The hydraulic performance as compared to metal pumps, is improved as the surface of the volute of the hydraulic body through which the water flows is completely smooth.
- Suitable for seawater since its construction material is non-corrosive.
- Lower manufacturing costs.
- Not affected by the phenomenon of implosion or cavitation.
- Free of electrolysis.
- Not being electrically conductive, complying with the regulation regarding electrical insulation between the hydraulic part and the electrical part of e class F pumps.
- Lighter weight than conventional pumps, with the subsequent saving on the transport and easier for handling the pump.
- More and better performance than iron and bronze pumps.

Next, to facilitate a better understanding of this specification and being an integral part thereof, some figures in which the object of the invention has been represented in an illustrative and not limitative manner are attached.

BRIEF DESCRIPTIONS OF THE DRAWINGS

Figure 1 .- Shows an exploded view of the mixed flow centrifugal pump for swimming pools, object of the invention.
Figure 2 .- Shows a view similar to the previous one in which an anchor bracket of a motor for driving the pump of the invention is also included.

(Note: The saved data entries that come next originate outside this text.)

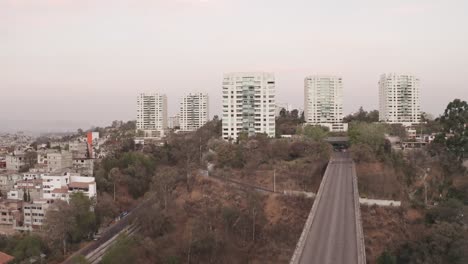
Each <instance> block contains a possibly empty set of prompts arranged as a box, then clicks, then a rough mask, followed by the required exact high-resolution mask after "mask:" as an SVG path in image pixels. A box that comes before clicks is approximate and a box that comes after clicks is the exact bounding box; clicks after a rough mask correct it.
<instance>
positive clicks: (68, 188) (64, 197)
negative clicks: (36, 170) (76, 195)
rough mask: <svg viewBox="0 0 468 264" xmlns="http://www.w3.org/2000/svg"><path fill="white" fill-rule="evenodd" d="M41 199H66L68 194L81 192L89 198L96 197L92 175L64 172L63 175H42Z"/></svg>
mask: <svg viewBox="0 0 468 264" xmlns="http://www.w3.org/2000/svg"><path fill="white" fill-rule="evenodd" d="M42 180H43V182H42V188H43V199H46V200H55V199H60V200H63V201H67V202H68V200H69V199H70V194H72V193H74V192H78V191H80V192H83V194H84V195H85V196H87V197H89V198H90V199H93V198H96V196H97V187H96V181H95V179H94V177H84V176H79V175H78V174H76V173H65V174H63V175H58V176H52V175H47V176H43V177H42Z"/></svg>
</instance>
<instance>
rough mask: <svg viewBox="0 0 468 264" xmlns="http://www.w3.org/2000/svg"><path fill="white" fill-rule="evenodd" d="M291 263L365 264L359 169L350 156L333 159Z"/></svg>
mask: <svg viewBox="0 0 468 264" xmlns="http://www.w3.org/2000/svg"><path fill="white" fill-rule="evenodd" d="M290 263H291V264H299V263H301V264H302V263H304V264H305V263H307V264H311V263H313V264H315V263H317V264H327V263H329V264H337V263H348V264H365V263H366V251H365V245H364V234H363V231H362V223H361V211H360V205H359V192H358V188H357V177H356V169H355V165H354V162H353V161H352V160H351V158H350V156H349V154H348V153H335V154H334V156H333V157H332V159H331V160H330V162H329V164H328V167H327V170H326V172H325V174H324V176H323V179H322V182H321V184H320V188H319V191H318V193H317V197H316V199H315V201H314V205H313V207H312V210H311V212H310V214H309V217H308V219H307V222H306V224H305V226H304V230H303V233H302V235H301V237H300V239H299V242H298V244H297V247H296V250H295V252H294V255H293V257H292V259H291V262H290Z"/></svg>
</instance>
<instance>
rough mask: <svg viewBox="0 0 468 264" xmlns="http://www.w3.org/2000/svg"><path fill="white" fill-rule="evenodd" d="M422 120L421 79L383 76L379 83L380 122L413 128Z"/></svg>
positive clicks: (386, 74)
mask: <svg viewBox="0 0 468 264" xmlns="http://www.w3.org/2000/svg"><path fill="white" fill-rule="evenodd" d="M420 119H421V101H420V97H419V79H418V78H417V77H416V76H414V75H411V74H397V73H390V74H382V75H381V76H380V81H379V120H380V121H381V122H386V123H393V124H402V125H404V126H411V125H412V124H416V123H419V122H420Z"/></svg>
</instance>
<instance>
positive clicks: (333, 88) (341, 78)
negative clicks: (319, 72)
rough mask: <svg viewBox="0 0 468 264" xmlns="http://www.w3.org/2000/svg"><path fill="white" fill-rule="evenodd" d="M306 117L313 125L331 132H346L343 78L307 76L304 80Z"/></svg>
mask: <svg viewBox="0 0 468 264" xmlns="http://www.w3.org/2000/svg"><path fill="white" fill-rule="evenodd" d="M304 117H305V121H306V122H307V123H308V124H311V125H320V126H325V127H328V128H329V129H330V131H346V130H347V124H343V78H342V77H340V76H330V75H313V76H307V77H306V78H305V80H304Z"/></svg>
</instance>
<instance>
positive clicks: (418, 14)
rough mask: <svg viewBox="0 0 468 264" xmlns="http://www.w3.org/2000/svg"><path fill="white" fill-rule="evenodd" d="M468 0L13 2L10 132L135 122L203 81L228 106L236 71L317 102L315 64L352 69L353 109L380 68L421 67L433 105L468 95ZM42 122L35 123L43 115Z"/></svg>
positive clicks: (4, 40)
mask: <svg viewBox="0 0 468 264" xmlns="http://www.w3.org/2000/svg"><path fill="white" fill-rule="evenodd" d="M467 10H468V1H466V0H392V1H380V0H340V1H337V0H326V1H314V0H288V1H286V0H284V1H280V0H0V130H16V129H40V130H47V128H50V129H67V128H69V129H76V128H77V127H84V128H86V127H89V126H91V125H93V124H95V125H105V124H108V123H110V121H112V120H115V119H118V120H129V119H135V115H136V110H135V109H136V95H137V93H139V92H143V91H159V92H163V93H166V94H167V95H168V99H169V112H170V114H171V115H172V114H175V113H176V112H177V108H178V102H179V98H180V97H181V96H182V95H183V94H184V93H187V92H190V91H202V92H208V93H209V95H210V105H211V114H212V115H214V114H219V113H220V112H221V108H220V107H221V83H222V74H223V73H224V72H231V71H269V72H274V73H275V75H276V83H277V101H278V102H288V103H291V104H292V105H293V106H295V107H301V108H302V107H303V80H304V77H305V76H306V75H310V74H321V73H323V74H339V75H342V76H343V78H344V90H345V92H344V94H345V107H344V108H345V112H346V113H348V112H352V111H355V110H356V109H357V108H358V107H359V106H361V105H362V106H364V108H366V109H376V108H377V107H378V87H377V82H378V79H379V75H380V74H382V73H385V72H405V73H414V74H416V75H417V76H419V77H420V79H421V94H422V110H423V111H427V112H430V113H433V114H434V115H438V114H440V113H441V112H442V111H443V109H444V108H445V106H446V105H447V103H448V102H449V101H450V100H452V99H454V98H461V99H464V100H467V99H468V16H467V14H466V12H467ZM30 121H31V122H30Z"/></svg>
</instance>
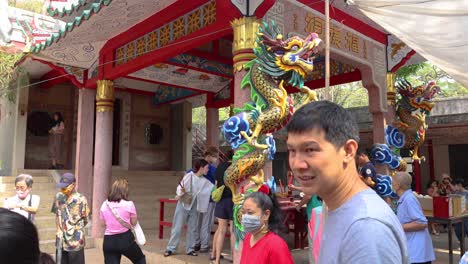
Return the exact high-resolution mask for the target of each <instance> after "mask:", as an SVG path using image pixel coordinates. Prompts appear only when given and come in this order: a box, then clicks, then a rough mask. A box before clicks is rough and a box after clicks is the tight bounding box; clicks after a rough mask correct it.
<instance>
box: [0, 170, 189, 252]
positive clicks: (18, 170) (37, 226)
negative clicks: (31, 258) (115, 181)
mask: <svg viewBox="0 0 468 264" xmlns="http://www.w3.org/2000/svg"><path fill="white" fill-rule="evenodd" d="M64 172H67V171H57V170H18V172H17V174H20V173H27V174H30V175H32V176H33V179H34V184H33V191H32V193H33V194H37V195H39V196H40V197H41V202H40V205H39V210H38V213H37V215H36V218H35V224H36V227H37V229H38V232H39V238H40V246H41V250H42V251H43V252H47V253H51V254H53V253H55V232H56V229H55V216H54V215H53V214H52V213H51V212H50V209H51V207H52V203H53V201H54V197H55V194H56V192H57V190H56V189H55V182H56V180H57V179H54V178H57V176H58V175H61V174H62V173H64ZM17 174H16V175H17ZM183 175H184V172H174V171H126V170H113V171H112V176H113V179H116V178H126V179H128V181H129V188H130V197H129V199H131V200H132V201H134V203H135V206H136V208H137V213H138V218H139V221H140V225H141V226H142V228H143V230H144V231H145V233H147V234H157V230H158V226H159V225H158V224H159V209H160V203H159V199H160V198H173V197H175V190H176V187H177V184H178V182H179V181H180V179H181V178H182V177H183ZM14 181H15V177H12V176H0V200H1V205H2V206H3V201H4V200H5V199H6V198H8V197H11V196H13V195H15V194H16V192H15V185H14ZM90 207H91V205H90ZM174 209H175V206H174V205H172V204H170V205H167V204H166V206H165V219H166V220H170V219H172V217H173V214H174ZM90 231H91V225H89V226H88V234H89V235H88V236H87V239H86V245H87V248H91V247H94V240H93V239H91V237H90V234H91V232H90ZM152 239H156V238H152Z"/></svg>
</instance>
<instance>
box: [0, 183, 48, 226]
mask: <svg viewBox="0 0 468 264" xmlns="http://www.w3.org/2000/svg"><path fill="white" fill-rule="evenodd" d="M32 184H33V178H32V176H31V175H29V174H20V175H18V176H17V177H16V179H15V189H16V195H15V196H12V197H10V198H7V199H5V203H4V205H3V207H4V208H6V209H9V210H10V211H13V212H15V213H18V214H20V215H22V216H24V217H26V218H27V219H28V220H29V221H31V222H34V216H35V215H36V213H37V209H38V208H39V203H40V201H41V198H40V197H39V195H35V194H32V193H31V190H32Z"/></svg>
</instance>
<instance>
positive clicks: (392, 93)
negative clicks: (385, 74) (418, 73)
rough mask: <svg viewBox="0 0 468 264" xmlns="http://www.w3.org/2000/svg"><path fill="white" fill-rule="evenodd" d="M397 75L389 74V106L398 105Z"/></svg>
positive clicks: (387, 84)
mask: <svg viewBox="0 0 468 264" xmlns="http://www.w3.org/2000/svg"><path fill="white" fill-rule="evenodd" d="M395 81H396V73H394V72H388V73H387V104H388V105H389V106H395V105H396V92H395Z"/></svg>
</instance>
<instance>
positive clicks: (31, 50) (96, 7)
mask: <svg viewBox="0 0 468 264" xmlns="http://www.w3.org/2000/svg"><path fill="white" fill-rule="evenodd" d="M111 3H112V0H99V2H96V3H92V4H91V5H90V8H89V9H86V10H83V12H81V13H80V14H79V15H78V16H75V17H74V19H73V20H72V21H70V22H67V23H66V24H65V25H64V26H63V27H62V28H60V30H59V32H57V33H54V34H52V36H50V37H49V38H47V39H46V40H44V41H43V42H41V43H40V44H36V45H34V46H33V47H32V48H31V52H33V53H39V52H40V51H42V50H44V49H46V48H47V47H49V46H50V45H52V44H53V43H55V42H58V41H59V40H60V39H61V38H63V37H65V35H66V34H67V33H68V32H72V31H73V30H74V29H75V28H77V27H78V26H80V25H81V24H82V22H84V21H86V20H88V19H89V18H90V17H91V16H92V15H93V14H97V13H99V11H101V10H102V7H103V6H108V5H110V4H111Z"/></svg>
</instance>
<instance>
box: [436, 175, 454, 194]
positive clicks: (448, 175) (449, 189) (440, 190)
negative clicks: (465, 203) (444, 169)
mask: <svg viewBox="0 0 468 264" xmlns="http://www.w3.org/2000/svg"><path fill="white" fill-rule="evenodd" d="M439 189H440V194H441V195H442V196H446V195H449V194H451V193H452V192H453V191H454V186H453V185H452V178H451V177H450V176H449V175H448V174H447V173H443V174H442V181H441V183H440V188H439Z"/></svg>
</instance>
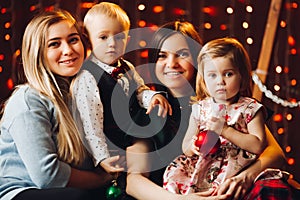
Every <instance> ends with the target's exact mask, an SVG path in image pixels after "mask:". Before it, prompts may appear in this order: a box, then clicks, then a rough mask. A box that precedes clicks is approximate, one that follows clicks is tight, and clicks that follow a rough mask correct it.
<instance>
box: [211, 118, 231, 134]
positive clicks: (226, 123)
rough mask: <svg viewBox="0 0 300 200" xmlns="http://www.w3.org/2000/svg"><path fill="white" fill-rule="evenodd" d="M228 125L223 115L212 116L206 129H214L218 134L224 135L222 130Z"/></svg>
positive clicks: (211, 130) (225, 127)
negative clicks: (222, 132) (223, 117)
mask: <svg viewBox="0 0 300 200" xmlns="http://www.w3.org/2000/svg"><path fill="white" fill-rule="evenodd" d="M227 126H228V125H227V123H225V120H224V119H223V117H211V118H210V119H209V120H207V122H206V129H207V130H210V131H214V132H215V133H217V134H218V135H222V131H223V129H224V128H226V127H227Z"/></svg>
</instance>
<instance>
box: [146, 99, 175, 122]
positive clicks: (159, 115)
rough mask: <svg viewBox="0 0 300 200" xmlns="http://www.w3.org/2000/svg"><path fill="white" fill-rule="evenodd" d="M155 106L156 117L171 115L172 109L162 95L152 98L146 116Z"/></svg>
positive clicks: (146, 112) (170, 105) (171, 107)
mask: <svg viewBox="0 0 300 200" xmlns="http://www.w3.org/2000/svg"><path fill="white" fill-rule="evenodd" d="M155 106H159V108H158V113H157V115H158V116H162V117H166V116H167V114H169V115H172V107H171V105H170V104H169V102H168V100H167V99H166V98H165V97H164V96H163V95H161V94H155V95H154V96H153V97H152V99H151V101H150V104H149V107H148V109H147V112H146V114H149V113H150V112H151V111H152V110H153V108H154V107H155Z"/></svg>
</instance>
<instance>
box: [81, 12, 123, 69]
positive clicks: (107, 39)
mask: <svg viewBox="0 0 300 200" xmlns="http://www.w3.org/2000/svg"><path fill="white" fill-rule="evenodd" d="M86 28H87V30H88V32H89V38H90V42H91V44H92V48H93V53H94V55H95V56H96V57H97V58H98V59H99V60H100V61H101V62H103V63H106V64H108V65H109V64H113V63H115V62H116V61H117V60H118V59H119V58H120V57H121V56H123V54H124V52H125V48H126V45H127V42H128V32H126V31H124V28H123V25H122V24H121V23H120V22H118V21H117V20H116V19H113V18H110V17H107V16H106V15H104V14H100V15H97V16H96V17H94V19H93V20H91V21H90V23H89V24H87V25H86Z"/></svg>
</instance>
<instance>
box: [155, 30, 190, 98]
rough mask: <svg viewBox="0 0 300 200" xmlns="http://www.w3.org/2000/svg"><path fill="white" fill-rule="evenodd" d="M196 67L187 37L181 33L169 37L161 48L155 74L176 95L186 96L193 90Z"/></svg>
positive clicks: (175, 34)
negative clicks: (182, 34)
mask: <svg viewBox="0 0 300 200" xmlns="http://www.w3.org/2000/svg"><path fill="white" fill-rule="evenodd" d="M194 73H195V68H194V65H193V58H192V54H191V52H190V50H189V46H188V44H187V42H186V39H185V38H184V36H182V35H181V34H174V35H172V36H170V37H169V38H167V39H166V40H165V41H164V43H163V44H162V47H161V49H160V52H159V55H158V60H157V62H156V67H155V74H156V76H157V78H158V80H159V81H160V82H161V83H162V84H163V85H165V86H166V87H168V88H169V89H170V91H171V92H172V93H173V95H174V96H176V97H179V96H185V95H188V94H189V93H191V92H192V86H191V85H190V82H192V81H193V80H192V79H193V78H194Z"/></svg>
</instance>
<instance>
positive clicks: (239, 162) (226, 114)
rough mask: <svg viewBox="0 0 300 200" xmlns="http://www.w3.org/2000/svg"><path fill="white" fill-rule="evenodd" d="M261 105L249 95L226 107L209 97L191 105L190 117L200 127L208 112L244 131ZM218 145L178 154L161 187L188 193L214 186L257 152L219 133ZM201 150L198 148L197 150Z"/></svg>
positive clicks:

DESCRIPTION OF THE PREFERRED EMBODIMENT

Considering the numbering adopted in the figures, the pump of the invention is made of plastic material and obtained in an injection molding process of said plastic material, being formed by the joining together of a first part 1 and a second part 2, both made up the hydraulic body 3 and between which a complete Archimedes volute 4 is defined, with the peculiarity that these two parts 1-2 are joined together by a plurality of nuts 5 and screws 6 passing through facing holes 7 established in respective perimeter wings 8 of those two complementary and independent parts 1-2.
An independent flange 9 for coupling an anchor bracket 10 of a motor 10'is fastened to the second part 2, while an upper flange 11 is provided to be anchored in a discharge mouth 12 as an element for closing the entire Archimedes volute 4 at the top, that discharge mouth 12 being corresponded with the fluid outlet provided by the pump assembly.
In contrast, a fluid inlet suction mouth 13 is included in the first part 1 of the hydraulic body 3 in correspondence with an anterior flange 14 connected by threading, as occurs with the upper flange 11, while the separate flange 6 is fastened to the second part 2 of the hydraulic body 3 by using some front screws 15.
At the joint between the first part 1 and second part 2 a main tight gasket 16 which is positioned on annular protrusions 17 formed for that purpose on the opposite areas of said parts 1-2 making up the hydraulic body 3 of the centrifugal pump itself, is sandwiched therbetween.
The various flanges 7-11-14 are attached to the hydraulic body 3 of the pump with the interposition of respective tight sealed O-rings 18-19-20.
Finally it should be noted that the two parts 1-2 of the hydraulic body 3 of the pump have bottom feet 21 as elements for seating and fastening the pump assembly.

Claims

Mixed flow centrifugal pump for swimming pools, being of the type made of injected plastic materials, while having a hydraulic body formed by a first part and a second part independent from each other, between which a complete logarithmic volute is defined, the pump also having a fluid inlet suction mouth located on the first part, and a discharge mouth as an outlet for that same fluid; characterized in that it comprises an independent flange (9) as a means for fastening an anchor bracket (10) of a motor associated with the pump, said independent flange (9) being fastened at the front on the second part (2) of the hydraulic body (3) of the pump.
Mixed flow centrifugal pump for swimming pools, according to claim 1, characterized in that the independent flange (9) is fastened to the second part (2) of the hydraulic body (3) by using screws (15).